Революции, как правило, заставляют людей пересекать границы – если не территориальные, то по крайней мере моральные. Во времена Французской революции многие ее враги вынуждены были рассеяться за границей. Когда большевики захватили власть в России, миллионы «белых» россиян покинули страну и годами жили в изгнании, не распаковывая чемоданов в надежде на то, что большевистская диктатура в конечном итоге рухнет. Неявный контраст с концом коммунизма едва ли может быть более резким. И после 1789 года, и точно так же после 1917 года побежденные враги революций покинули свои страны. После 1989 года именно победители бархатных революций, а не проигравшие выбирали отъезд.

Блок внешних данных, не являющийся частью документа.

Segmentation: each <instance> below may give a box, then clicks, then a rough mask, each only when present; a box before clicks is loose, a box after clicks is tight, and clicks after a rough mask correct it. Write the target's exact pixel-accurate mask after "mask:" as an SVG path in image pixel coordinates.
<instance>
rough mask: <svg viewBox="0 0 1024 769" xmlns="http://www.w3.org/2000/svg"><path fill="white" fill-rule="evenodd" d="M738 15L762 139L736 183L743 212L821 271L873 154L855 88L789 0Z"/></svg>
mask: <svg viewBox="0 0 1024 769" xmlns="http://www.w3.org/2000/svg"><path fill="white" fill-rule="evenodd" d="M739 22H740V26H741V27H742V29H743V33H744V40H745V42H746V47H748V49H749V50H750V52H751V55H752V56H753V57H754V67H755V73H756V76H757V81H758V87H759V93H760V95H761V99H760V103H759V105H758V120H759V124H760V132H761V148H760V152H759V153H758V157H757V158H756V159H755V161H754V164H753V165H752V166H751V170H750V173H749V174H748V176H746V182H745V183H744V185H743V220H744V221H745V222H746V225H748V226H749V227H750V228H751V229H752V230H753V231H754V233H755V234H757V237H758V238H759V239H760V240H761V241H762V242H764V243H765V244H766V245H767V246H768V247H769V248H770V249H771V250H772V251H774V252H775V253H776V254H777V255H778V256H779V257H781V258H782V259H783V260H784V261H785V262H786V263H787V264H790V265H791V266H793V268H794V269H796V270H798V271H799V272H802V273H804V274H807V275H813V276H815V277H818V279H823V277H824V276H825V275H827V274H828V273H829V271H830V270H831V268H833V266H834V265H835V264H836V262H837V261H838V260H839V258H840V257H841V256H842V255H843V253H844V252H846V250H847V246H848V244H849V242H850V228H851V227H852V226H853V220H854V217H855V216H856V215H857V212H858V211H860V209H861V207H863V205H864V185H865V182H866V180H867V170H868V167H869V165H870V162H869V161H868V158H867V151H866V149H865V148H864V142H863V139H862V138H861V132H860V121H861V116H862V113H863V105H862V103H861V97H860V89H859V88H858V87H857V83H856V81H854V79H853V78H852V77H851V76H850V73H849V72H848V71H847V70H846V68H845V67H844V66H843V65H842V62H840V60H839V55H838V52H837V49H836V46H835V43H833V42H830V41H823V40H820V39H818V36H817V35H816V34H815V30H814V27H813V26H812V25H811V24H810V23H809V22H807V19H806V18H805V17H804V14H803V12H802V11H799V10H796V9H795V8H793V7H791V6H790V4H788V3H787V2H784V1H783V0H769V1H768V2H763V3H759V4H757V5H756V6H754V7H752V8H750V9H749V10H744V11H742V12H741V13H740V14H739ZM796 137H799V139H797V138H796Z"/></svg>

Те, кому больше всего не терпелось увидеть собственные страны изменившимися, как раз больше всего и стремились погрузиться в жизнь свободных граждан и потому первыми отправились учиться, работать и жить на Запад.
Чтобы осознать, насколько неодолимым был соблазн эмиграции для восточноевропейцев после 1989 года, следует учитывать не только существенную разницу в уровне жизни между Западом и Востоком и чисто техническую легкость такого «переезда», но и одно из наименее обсуждаемых наследий коммунизма – память о том, как трудно было из‐за бюрократических препон поменять место жительства при коммунистическом строе. Сначала коммунистические власти принудительно переселяли людей из деревень в города, но позднее начали жестко ограничивать внутреннюю мобильность. В результате разрешение на переезд из села в город стало считаться серьезным продвижением вверх по социальной лестнице. Быть рабочим было намного престижнее, чем крестьянином. Но в то же время перебраться из одного города в другой – и особенно в столицу – в поисках лучше оплачиваемой работы при старом режиме было намного труднее, чем теперь выехать на заработки за границу. В итоге коммунистический режим, превратив переселение с культурно-политической периферии в культурно-политический центр в особую привилегию, способствовал тому, что географическая мобильность стала не просто желанной целью, но и синонимом малодоступного и высоко ценимого социального достижения.
Мечта о коллективном возвращении бывших коммунистических стран в Европу придала индивидуальному решению «свалить» за границу логичность и легитимность. Действительно, зачем молодому поляку или венгру дожидаться, пока его страна когда-нибудь станет похожей на Германию, если он уже завтра может работать и воспитывать детей в самой Германии? Не большой секрет, что поменять одну страну на другую проще, чем изменить ту, в которой живешь. После 1989 года, когда границы открылись, опция «выезда» (exit) выглядела предпочтительнее опции «голоса» (voice) – ведь проведение политических реформ требует постоянного согласования многочисленных социальных интересов, в то время как выбор в пользу эмиграции – это единоличное или семейное решение, даже если этот выбор принимает лавинообразный характер подобно «бегству вкладчиков» из банка. Тому, что эмиграция стала политическим решением для многих либерально настроенных жителей Центральной и Восточной Европы, способствовало также недоверие к идее этнонациональной «лояльности» и перспектива политического объединения Европы.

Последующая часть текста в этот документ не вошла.